At first it seemed like quite an odd idea. Blogs are such personal places the thought posting on someone else’s was like being asked to share their toothbrush and dressing gown when you’d just popped round for a coffee. Still, once I got past over my initial British reserve, I felt quite honoured, like I’d been trusted with a sacred space.
Today I feel equally honoured that Restaurant Gal has responded to my request for a reciprocal post. Not only does this give my regular readers a chance to experience her warm, engaging and absorbing writing style first hand, but it lets me off the hook of thinking about another post for the weekend.
Outwith the boundary of her own site, Restaurant Gal has moved away from eateries to recalling a formative experience in her early writing years. It was clear from the outset that she was destined for great things and I’m sure in years to come she will look back fondly on this post and see that blogging here was one of the major steps towards fame and fortune…
Read, enjoy, and add her to your favourites if you haven’t done so already
The first time I saw my name in print, I was eight years old, and it was attached to a poem I had written. My brilliant piece of writing had been selected to represent a third grade writing project. I was quite astounded by this, actually, and read and re-read my printed piece that had been mimeographed in lots of a hundred for all the parents and teachers to read.

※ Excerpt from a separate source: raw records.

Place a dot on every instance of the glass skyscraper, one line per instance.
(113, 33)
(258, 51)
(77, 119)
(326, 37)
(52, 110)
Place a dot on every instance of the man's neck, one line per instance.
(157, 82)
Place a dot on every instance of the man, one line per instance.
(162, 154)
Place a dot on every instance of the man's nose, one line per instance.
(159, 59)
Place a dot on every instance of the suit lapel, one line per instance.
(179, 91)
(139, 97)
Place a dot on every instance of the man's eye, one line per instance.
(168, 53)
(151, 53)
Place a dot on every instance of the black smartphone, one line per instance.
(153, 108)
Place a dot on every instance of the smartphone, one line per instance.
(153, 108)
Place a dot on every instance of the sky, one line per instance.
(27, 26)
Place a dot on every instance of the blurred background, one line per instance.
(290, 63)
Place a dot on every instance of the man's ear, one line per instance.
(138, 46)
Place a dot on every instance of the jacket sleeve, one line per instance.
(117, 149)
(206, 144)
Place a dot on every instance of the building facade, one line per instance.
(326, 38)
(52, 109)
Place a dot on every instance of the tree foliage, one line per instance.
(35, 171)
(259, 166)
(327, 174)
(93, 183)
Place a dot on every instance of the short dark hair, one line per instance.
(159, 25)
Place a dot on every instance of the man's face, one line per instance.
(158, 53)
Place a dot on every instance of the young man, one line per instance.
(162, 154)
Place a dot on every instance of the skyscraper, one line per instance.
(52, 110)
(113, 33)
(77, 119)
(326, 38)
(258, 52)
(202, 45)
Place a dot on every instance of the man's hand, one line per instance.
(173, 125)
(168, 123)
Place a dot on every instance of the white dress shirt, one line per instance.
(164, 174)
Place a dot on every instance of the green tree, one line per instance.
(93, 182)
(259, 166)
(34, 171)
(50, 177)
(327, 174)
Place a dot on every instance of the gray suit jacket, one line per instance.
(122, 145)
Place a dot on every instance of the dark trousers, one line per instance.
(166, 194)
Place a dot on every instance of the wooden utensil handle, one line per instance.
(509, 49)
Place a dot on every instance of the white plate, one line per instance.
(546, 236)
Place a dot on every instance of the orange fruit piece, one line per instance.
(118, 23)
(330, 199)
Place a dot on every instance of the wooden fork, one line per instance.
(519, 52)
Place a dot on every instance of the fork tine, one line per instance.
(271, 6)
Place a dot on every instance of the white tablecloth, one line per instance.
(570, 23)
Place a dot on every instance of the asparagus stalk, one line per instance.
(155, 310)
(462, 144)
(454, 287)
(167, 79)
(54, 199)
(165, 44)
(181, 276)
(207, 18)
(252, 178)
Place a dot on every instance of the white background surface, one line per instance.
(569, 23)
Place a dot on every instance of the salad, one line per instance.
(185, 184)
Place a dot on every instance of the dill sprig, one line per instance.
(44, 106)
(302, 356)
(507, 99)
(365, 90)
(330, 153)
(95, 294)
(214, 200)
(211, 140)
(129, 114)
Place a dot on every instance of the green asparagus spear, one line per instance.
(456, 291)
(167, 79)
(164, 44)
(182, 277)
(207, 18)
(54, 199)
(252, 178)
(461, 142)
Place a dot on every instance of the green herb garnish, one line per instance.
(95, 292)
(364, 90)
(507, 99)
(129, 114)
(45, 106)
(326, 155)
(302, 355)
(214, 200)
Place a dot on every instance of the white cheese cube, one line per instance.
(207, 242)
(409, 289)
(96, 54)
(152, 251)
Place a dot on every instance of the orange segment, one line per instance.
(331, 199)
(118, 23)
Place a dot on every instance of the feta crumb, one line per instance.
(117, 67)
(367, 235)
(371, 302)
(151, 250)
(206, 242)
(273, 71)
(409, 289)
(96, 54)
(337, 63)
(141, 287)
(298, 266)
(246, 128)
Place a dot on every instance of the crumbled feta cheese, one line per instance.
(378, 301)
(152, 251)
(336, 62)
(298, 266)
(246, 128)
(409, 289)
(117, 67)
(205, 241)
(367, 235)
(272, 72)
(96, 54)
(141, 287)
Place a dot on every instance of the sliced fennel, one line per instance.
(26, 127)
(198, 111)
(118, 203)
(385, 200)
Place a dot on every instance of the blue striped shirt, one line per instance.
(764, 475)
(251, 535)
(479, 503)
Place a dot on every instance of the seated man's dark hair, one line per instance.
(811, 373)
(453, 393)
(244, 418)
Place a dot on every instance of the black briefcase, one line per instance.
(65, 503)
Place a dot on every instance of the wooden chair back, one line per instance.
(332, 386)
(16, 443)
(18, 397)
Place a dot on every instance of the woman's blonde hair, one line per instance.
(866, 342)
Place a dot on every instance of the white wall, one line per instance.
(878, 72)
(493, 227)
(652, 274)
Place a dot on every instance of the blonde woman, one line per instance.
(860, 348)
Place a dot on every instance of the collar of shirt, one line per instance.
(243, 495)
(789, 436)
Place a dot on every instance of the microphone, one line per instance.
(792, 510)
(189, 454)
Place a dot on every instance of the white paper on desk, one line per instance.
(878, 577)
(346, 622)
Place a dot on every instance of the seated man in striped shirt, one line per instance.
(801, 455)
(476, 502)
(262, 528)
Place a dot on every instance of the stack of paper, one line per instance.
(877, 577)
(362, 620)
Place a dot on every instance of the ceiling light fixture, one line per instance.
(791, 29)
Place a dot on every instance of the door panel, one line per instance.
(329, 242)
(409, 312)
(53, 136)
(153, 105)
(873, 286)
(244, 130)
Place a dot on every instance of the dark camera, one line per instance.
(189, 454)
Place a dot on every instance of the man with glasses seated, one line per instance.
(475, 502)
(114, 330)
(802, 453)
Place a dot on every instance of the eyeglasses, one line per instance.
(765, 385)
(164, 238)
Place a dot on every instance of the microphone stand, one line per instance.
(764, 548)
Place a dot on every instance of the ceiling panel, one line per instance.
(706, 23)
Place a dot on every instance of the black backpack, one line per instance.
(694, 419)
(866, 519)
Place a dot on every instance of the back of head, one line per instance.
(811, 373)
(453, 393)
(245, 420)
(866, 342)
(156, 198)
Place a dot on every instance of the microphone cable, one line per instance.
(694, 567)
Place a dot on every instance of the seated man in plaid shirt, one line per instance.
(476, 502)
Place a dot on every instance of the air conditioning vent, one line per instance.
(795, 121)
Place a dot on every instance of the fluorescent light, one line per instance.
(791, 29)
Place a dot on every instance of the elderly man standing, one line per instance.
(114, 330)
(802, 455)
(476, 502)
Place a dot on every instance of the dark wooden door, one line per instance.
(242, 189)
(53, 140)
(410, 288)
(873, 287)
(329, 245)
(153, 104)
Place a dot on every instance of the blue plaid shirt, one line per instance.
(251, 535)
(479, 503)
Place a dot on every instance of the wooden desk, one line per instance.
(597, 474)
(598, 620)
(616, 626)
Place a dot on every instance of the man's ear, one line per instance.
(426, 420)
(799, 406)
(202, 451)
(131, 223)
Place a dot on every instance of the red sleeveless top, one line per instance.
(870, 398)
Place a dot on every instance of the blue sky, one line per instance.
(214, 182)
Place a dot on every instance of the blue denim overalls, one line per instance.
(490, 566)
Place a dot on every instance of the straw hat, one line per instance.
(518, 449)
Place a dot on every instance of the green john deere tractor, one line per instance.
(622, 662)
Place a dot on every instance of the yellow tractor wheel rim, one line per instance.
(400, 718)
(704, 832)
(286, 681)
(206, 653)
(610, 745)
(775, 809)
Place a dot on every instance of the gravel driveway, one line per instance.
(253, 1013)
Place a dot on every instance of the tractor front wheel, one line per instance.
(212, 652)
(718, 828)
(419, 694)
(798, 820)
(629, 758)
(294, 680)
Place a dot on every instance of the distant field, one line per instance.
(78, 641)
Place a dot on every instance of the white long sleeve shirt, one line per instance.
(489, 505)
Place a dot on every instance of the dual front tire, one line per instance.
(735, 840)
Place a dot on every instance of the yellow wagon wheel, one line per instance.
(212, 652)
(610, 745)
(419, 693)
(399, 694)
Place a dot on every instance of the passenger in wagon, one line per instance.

Today, I only remember the punch line of the poem about a volcano, which is what I am sure won me the honor of being published in the "Babbling Brook" literary journal: "Lava, spilling over, like red hots." That's right, red hots--my preferred candy of the day, the tiny pebbles of cinnamon candies packaged in tiny boxes. Even then, I was a candy freak.
Truth be told, I liked seeing my name in print far more than the poem I had written to get it there. And, more importantly, from that moment on, I fancied myself a "real" writer. Not because I had been published, but because writing was so easy for me, so effortless for me to produce. I lived for the writing assignments in school, because I sure as hell wasn't getting the "new" math or whatever barbaric science they were teaching us at the time.
Throughout fourth and fifth grades, I discovered that I could write about ANY subject and get away with seeming like I knew something about it. It was heady and scary at the same time. By age 10, I felt like I might be living a lie because I convinced my teacher that my extraordinary short story about rocks should count toward the earth science block I was failing. Turns out, I was just that good at two things--writing and sales.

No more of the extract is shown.